1. That the THIRD PART shall transfer the equity shares held in VDCPL to the parties of the FIRST and SECOND PART at a total consideration of Rs.10,00,000/-(Ten Lacs only) 2. That the Company Valaya Design Company Private Limited shall repay the Loan Amount of RS.1,20,00,000/- ( One Crore, Twenty Lacs only ) to the Party of the Third Part over a period of two years bearing interest @ 12% p.a. on a reducing balance method. 3. That after the equity shares having been transferred to the respective parties of the FIRST AND SECOND PART by the party of the THIRD PART, the consideration thereof shall be transferred to the LOAN a/c hereinafter described, which shall be repaid to the party of the THIRD PART by the parties of the FIRST and SECOND PART as per the terms and conditions detailed in clause 7. 4. That the unsecured loan advanced to VDCPL shall also be the joint responsibility of the parties of the FIRST and SECOND PART and the same shall be paid by the Company and/or the FIRST and SECOND PARTIES to the THIRD PART jointly or severally as per the terms and conditions specified in the Clause 7. 5. That the company VDCPL shall pay the unsecured loan borrowed from the party of the THIRD PART to the parties of FIRST and SECOND PART if any amount payable by the Company is paid by the two Parties individually on the same terms and conditions as were there when the unsecured loan was originally borrowed and the company shall be absolved of any liability towards the party of the THIRD PART and the THIRD PART confirms the same. 6. That the party of the THIRD PART shall resign from the Directorship of VDCPL and shall not have any thing to do with the day to day functioning of the Company. 7. That the party of the THIRD PART shall not have any claim to the tangible and intangible assets of the Company VDCPL including any brands etc. left after signing this Agreement and the same shall belong to the Company and resultantly to the remaining two shareholders of VDCPL, who are the parties of the FIRST and SECOND PART.

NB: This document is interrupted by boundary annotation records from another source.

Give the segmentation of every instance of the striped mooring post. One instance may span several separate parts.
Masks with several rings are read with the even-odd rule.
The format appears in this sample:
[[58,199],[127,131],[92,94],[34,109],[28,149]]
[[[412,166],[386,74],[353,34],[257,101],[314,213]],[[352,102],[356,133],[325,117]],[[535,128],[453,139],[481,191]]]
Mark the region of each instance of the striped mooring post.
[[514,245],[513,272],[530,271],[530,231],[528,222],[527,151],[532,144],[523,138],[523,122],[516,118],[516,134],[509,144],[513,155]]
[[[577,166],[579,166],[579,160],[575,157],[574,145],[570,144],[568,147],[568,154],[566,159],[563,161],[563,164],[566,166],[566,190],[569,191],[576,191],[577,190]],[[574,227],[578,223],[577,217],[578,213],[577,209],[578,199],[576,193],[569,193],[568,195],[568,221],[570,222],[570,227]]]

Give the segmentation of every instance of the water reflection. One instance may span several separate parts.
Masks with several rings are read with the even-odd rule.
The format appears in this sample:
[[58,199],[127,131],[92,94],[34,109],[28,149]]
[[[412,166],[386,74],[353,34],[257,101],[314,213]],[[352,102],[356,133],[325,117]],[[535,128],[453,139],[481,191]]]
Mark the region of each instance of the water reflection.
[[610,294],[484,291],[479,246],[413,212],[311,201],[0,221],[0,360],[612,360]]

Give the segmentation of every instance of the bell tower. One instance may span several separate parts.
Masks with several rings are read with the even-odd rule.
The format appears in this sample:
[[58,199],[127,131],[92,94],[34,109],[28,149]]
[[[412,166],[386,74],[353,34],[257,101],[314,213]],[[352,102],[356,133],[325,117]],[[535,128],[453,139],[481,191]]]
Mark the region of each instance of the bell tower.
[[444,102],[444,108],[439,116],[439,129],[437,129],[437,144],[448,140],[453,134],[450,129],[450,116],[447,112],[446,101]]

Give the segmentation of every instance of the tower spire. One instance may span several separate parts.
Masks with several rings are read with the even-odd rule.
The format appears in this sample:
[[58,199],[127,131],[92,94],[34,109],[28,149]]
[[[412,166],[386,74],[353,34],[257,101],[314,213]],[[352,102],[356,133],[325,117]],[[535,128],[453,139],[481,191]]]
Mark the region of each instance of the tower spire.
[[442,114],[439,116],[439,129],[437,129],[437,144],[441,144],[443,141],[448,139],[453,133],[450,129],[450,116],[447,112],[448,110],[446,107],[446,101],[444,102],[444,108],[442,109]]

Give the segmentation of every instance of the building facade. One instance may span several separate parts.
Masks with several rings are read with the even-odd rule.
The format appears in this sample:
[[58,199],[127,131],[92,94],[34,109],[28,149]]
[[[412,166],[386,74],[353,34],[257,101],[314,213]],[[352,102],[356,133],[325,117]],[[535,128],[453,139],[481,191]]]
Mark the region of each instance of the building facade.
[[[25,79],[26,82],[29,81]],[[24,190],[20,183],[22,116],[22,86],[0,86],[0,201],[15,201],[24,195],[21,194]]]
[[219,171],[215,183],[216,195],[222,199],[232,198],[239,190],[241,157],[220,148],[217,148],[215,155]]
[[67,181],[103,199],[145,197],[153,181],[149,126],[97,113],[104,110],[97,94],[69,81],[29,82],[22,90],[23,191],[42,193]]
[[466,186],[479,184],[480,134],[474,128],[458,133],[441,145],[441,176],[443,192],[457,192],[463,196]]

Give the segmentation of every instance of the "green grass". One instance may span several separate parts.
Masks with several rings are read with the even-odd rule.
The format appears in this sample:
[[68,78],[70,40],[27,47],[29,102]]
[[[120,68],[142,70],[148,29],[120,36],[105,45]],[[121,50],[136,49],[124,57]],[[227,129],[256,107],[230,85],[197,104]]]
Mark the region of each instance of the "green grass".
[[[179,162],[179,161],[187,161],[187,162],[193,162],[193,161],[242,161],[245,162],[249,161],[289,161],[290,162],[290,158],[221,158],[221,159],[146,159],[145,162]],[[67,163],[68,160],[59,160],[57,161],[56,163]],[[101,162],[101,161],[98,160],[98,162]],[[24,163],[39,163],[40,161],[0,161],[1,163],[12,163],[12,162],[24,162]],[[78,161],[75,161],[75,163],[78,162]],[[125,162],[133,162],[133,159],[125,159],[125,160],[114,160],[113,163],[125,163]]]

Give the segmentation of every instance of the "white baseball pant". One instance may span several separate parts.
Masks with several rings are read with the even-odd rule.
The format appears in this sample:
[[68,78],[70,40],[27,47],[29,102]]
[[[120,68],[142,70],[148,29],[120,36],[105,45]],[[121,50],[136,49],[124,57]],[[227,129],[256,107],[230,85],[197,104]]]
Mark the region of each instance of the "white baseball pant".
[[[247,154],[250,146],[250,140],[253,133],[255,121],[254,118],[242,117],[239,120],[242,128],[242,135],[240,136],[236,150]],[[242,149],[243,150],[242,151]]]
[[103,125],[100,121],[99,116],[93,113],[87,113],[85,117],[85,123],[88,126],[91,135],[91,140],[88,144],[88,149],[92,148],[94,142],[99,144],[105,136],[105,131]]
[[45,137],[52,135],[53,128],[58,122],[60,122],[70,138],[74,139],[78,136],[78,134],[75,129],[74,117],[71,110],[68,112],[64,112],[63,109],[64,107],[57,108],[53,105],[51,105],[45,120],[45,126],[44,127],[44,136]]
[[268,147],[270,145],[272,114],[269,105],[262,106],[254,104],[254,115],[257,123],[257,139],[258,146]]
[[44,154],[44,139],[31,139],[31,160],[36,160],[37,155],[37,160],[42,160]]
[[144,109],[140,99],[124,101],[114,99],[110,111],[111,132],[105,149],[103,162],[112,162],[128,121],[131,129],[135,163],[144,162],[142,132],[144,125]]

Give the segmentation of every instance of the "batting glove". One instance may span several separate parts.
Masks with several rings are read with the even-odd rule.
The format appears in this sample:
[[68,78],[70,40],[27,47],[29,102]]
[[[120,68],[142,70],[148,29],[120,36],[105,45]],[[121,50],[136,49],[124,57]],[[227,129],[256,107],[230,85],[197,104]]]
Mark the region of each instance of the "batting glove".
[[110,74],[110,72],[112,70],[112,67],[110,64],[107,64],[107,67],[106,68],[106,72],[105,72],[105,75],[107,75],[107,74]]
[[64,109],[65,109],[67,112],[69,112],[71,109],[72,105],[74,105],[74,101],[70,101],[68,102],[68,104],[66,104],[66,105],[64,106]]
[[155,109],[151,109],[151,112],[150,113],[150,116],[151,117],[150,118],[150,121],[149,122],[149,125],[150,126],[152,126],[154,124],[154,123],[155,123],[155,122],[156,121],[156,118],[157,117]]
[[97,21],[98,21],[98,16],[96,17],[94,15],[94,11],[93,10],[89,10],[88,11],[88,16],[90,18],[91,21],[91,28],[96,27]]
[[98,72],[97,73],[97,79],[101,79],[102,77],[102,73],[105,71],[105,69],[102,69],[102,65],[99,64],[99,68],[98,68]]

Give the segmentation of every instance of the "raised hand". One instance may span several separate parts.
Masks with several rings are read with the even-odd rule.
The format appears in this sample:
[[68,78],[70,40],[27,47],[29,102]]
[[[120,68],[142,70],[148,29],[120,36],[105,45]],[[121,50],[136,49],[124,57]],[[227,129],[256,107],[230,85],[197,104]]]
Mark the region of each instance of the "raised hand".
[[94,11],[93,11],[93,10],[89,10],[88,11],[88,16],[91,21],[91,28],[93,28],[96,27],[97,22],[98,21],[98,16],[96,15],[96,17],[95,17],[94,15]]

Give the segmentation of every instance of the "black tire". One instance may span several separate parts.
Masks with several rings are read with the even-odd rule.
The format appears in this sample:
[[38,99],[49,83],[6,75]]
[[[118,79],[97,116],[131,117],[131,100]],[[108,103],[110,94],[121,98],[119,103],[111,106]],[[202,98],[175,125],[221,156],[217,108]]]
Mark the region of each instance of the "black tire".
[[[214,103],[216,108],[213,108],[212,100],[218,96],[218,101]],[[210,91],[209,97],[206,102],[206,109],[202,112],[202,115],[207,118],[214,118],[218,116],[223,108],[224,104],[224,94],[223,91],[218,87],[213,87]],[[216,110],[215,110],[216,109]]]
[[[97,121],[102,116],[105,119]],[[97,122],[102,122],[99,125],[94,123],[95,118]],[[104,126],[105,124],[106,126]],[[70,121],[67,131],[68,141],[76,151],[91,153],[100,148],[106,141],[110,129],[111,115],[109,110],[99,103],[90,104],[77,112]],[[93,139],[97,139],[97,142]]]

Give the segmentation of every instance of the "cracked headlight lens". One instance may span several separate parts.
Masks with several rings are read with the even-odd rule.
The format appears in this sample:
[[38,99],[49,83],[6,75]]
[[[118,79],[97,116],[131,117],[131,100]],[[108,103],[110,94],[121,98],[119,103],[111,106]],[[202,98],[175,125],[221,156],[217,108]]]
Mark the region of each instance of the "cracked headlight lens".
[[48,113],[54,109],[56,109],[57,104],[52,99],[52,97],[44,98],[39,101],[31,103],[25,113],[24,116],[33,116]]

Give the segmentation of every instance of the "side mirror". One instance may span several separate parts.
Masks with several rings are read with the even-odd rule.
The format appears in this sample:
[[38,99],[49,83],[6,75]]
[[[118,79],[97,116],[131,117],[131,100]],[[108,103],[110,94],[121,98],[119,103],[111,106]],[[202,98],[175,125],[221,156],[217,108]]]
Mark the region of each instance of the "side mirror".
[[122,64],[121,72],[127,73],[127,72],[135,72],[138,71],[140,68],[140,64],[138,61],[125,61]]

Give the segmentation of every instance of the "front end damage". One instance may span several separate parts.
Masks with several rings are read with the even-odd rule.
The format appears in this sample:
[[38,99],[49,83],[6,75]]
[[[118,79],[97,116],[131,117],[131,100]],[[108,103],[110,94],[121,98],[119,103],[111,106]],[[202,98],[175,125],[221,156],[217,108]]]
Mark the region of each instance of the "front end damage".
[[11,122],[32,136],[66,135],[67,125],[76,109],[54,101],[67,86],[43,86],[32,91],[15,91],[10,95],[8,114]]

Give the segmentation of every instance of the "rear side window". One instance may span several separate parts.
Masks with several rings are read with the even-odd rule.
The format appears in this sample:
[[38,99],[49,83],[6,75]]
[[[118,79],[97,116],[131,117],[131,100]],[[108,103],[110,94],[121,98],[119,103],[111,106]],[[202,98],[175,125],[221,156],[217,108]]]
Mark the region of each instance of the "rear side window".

8. That the total amount of Rs.1,30,00,000/- (One crore, Thirty lacs only), due to the THIRD PART , including an amount of Rs. Ten Lacs only as total and lumpsum consideration towards the sale of 30,491 equity shares of VDCPL shall be paid over a period of two years.
9. That the party of the THIRD PART shall be considered to be discharged of all his personal guarantees and also all the collateral securities offered by him towards the borrowals made by the company VALAYA DESIGN COMPANY PVT. LTD. from various banks. This discharge will be effective from the date of signing of this Agreement and the parties of FIRST and SECOND PART ensure the compliance of this clause and intimate the same to various banks upon signing of this Agreement. 10. That the party of the THIRD PART shall not be responsible towards any existing liabilities provided for in the books of accounts as on the date of this Agreement.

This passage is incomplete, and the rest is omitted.